Et donc on revient à la question de la volonté politique et de la capacité des partis politiques à faire de la question de l’égalité entre les sexes une question prioritaire, une question internationale. Bientôt on dévoilera le programme gouvernemental et je ne serai pas étonné de voir que cette question ne figure pas à l’avant-poste et au top des priorités du gouvernement.

Le rapport d’analyse présenté, le mardi 7 mars, par le Comité chargé du suivi du Plan gouvernemental de l’Egalité est plutôt alarmant. Suite à 37 points constatés, le CSPGE déduit « l’absence de la volonté politique nécessaire pour traduire dans la réalité les dispositions constitutionnelles en matière des droits des femmes et d’égalité entre les sexes ». Quel constat peut-on faire surtout après le passage du gouvernement islamiste dont l’ancien chef de gouvernement ne cachait pas ses positions quant à la femme ?
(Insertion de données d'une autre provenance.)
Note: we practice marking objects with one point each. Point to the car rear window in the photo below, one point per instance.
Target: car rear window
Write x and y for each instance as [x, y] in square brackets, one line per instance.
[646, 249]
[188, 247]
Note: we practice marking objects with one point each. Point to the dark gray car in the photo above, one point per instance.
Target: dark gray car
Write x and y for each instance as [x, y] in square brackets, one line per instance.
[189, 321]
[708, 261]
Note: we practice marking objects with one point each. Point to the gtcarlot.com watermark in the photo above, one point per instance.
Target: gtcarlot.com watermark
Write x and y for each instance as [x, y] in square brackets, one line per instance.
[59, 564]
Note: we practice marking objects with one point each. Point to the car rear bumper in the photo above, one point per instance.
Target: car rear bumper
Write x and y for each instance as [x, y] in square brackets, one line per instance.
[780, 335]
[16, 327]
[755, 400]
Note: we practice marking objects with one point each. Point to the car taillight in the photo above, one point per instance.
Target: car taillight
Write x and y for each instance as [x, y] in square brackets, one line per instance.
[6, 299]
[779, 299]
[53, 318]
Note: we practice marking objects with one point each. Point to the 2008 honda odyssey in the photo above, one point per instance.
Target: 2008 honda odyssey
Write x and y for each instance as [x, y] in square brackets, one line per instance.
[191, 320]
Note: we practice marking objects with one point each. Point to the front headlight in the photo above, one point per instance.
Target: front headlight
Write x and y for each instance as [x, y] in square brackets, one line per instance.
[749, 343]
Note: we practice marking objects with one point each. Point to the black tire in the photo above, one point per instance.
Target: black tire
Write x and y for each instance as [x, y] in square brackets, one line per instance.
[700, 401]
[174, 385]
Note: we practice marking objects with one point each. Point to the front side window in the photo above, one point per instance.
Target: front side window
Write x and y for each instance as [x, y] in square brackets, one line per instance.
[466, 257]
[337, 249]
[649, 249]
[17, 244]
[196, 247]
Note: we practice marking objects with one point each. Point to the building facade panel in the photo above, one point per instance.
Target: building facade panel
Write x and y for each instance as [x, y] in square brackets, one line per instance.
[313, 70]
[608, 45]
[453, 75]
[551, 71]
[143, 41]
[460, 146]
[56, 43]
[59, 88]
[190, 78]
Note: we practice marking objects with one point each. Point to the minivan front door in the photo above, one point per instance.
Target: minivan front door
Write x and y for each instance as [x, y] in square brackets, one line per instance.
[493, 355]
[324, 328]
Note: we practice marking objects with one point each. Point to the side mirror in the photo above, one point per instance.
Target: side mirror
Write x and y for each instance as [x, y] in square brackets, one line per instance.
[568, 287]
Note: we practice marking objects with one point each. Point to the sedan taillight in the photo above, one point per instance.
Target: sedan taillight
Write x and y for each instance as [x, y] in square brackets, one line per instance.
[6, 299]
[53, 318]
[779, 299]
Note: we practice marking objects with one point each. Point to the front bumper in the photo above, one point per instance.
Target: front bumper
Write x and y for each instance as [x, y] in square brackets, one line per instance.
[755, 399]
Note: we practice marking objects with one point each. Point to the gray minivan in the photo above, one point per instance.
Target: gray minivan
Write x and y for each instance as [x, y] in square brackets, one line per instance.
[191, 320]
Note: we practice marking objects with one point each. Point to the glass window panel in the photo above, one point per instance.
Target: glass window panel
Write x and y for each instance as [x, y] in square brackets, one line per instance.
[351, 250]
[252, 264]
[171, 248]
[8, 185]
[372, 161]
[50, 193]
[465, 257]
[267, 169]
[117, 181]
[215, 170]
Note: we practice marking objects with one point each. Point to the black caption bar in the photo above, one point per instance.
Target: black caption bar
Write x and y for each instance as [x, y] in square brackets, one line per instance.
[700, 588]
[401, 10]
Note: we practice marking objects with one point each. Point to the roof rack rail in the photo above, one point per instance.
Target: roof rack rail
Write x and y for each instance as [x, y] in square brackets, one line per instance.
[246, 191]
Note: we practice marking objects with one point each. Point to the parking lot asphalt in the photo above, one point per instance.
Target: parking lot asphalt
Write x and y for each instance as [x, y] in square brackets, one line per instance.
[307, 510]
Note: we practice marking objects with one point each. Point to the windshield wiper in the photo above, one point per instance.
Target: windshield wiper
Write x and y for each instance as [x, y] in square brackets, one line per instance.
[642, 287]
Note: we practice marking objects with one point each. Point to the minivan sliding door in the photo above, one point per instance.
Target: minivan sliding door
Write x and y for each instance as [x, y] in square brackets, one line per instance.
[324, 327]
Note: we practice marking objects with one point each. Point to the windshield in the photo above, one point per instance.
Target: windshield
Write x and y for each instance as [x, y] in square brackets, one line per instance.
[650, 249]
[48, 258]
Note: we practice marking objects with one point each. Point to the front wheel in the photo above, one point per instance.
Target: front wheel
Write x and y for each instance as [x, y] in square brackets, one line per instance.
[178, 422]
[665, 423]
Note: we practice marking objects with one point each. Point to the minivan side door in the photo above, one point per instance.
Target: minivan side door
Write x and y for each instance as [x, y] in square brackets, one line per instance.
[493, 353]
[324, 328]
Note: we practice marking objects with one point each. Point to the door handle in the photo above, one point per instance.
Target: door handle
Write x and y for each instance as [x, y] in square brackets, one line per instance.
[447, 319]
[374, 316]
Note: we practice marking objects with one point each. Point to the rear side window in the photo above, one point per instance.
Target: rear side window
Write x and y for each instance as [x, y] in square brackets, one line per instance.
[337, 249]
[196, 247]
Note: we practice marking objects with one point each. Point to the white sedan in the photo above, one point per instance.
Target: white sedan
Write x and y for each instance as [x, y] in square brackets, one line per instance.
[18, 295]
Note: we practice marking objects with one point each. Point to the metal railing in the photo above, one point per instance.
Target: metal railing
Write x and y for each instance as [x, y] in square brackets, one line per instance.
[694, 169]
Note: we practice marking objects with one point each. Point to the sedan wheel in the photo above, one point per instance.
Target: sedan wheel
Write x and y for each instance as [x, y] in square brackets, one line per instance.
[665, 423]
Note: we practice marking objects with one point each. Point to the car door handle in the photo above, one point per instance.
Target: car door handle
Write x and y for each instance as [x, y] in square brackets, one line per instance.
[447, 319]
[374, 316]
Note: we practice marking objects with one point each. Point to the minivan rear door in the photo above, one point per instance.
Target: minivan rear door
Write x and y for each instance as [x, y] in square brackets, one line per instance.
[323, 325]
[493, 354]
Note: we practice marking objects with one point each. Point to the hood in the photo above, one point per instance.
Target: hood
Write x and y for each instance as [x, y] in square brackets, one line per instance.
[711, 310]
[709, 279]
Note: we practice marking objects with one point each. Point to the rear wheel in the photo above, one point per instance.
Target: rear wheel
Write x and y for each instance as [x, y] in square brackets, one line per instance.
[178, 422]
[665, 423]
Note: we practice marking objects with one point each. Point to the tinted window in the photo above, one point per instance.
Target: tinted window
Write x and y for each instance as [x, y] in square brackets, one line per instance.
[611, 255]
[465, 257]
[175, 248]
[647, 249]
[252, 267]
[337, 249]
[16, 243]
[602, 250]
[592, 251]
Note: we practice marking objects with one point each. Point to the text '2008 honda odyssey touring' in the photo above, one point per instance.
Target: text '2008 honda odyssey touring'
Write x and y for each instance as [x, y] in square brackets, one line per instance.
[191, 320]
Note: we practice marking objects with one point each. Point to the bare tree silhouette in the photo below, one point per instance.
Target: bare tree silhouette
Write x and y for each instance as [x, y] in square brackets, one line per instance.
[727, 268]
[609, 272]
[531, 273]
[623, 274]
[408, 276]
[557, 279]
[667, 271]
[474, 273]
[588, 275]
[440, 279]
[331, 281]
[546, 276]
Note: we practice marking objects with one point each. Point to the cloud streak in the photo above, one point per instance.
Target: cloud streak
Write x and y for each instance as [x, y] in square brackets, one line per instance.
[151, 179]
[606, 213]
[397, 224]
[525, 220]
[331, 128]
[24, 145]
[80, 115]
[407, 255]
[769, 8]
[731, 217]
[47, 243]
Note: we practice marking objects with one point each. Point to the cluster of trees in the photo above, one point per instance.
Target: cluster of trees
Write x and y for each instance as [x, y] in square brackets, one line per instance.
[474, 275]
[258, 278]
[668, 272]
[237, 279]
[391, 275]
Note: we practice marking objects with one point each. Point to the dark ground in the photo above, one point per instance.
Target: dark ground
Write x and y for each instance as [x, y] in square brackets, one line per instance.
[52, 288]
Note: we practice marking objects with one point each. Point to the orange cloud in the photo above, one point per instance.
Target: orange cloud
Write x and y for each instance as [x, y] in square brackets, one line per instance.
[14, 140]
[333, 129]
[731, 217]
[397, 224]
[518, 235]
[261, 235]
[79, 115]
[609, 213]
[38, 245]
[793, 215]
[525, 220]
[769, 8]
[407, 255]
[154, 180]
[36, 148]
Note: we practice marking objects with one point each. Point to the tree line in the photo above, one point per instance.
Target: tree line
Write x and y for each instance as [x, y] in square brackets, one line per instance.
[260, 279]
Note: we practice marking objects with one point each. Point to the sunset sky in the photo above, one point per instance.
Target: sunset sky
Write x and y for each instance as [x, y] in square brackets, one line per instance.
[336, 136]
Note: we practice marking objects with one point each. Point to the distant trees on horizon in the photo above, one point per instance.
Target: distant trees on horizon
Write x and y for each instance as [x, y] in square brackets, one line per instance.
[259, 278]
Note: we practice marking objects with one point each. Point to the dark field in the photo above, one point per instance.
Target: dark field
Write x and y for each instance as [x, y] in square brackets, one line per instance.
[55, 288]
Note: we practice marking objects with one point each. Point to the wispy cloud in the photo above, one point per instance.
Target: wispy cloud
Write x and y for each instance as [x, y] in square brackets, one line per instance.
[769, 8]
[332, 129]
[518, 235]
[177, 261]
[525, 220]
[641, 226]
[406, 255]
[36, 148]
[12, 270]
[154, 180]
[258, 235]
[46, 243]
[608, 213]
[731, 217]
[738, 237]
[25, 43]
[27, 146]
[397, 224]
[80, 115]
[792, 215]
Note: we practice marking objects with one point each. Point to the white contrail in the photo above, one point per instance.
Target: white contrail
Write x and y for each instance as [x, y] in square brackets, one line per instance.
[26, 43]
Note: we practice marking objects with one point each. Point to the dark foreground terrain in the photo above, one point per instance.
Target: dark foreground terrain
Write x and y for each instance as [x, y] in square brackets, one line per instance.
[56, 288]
– Je vais résumer le bilan de ce gouvernement en matière d’égalité entre les sexes, en trois chiffres. En 2011, on était classés 129e sur 145 pays dans ce qu’on appelle le gender gap, dans le rapport publié par le Forum économique mondial, chaque année, sur les écarts et les discriminations en matière de genre. En 2015, on a rétrogradé à la 139e place et en 2016, on est passés à la 137e place. Cela veut tout dire. Parmi les causes fondamentales de cette régression, il y a d’abord la baisse du taux de participation à la vie économique et les discriminations en matière d’éducation alors qu’on a constaté une légère amélioration en matière de ségrégation dans le domaine de la santé et celui de la représentation politique parce qu’effectivement, il y a eu un effort comme je l’ai souligné.

Pour conclure, quel est votre mot de la fin à propos de l’expérience marocaine d’intégration de la femme au développement ? Peut-on parler d’un échec des politiques publiques en matière de promotion de la femme ?

-Je dirais que c’est un bilan en demi- teinte. Il y a eu des efforts mais qui se sont révélés insuffisants. Par contre, on peut relever une absence de volonté politique, notamment, depuis l’arrivée du gouvernement islamo-conservateur. C’est une lutte de longue haleine, et la marche vers l’égalité est tout sauf un long fleuve tranquille. Pour moi, la reconduction des islamistes à la tête du gouvernement n’augure rien de bon. Au contraire, ceci doit nous inciter toutes et tous à plus de vigilance et de mobilisation.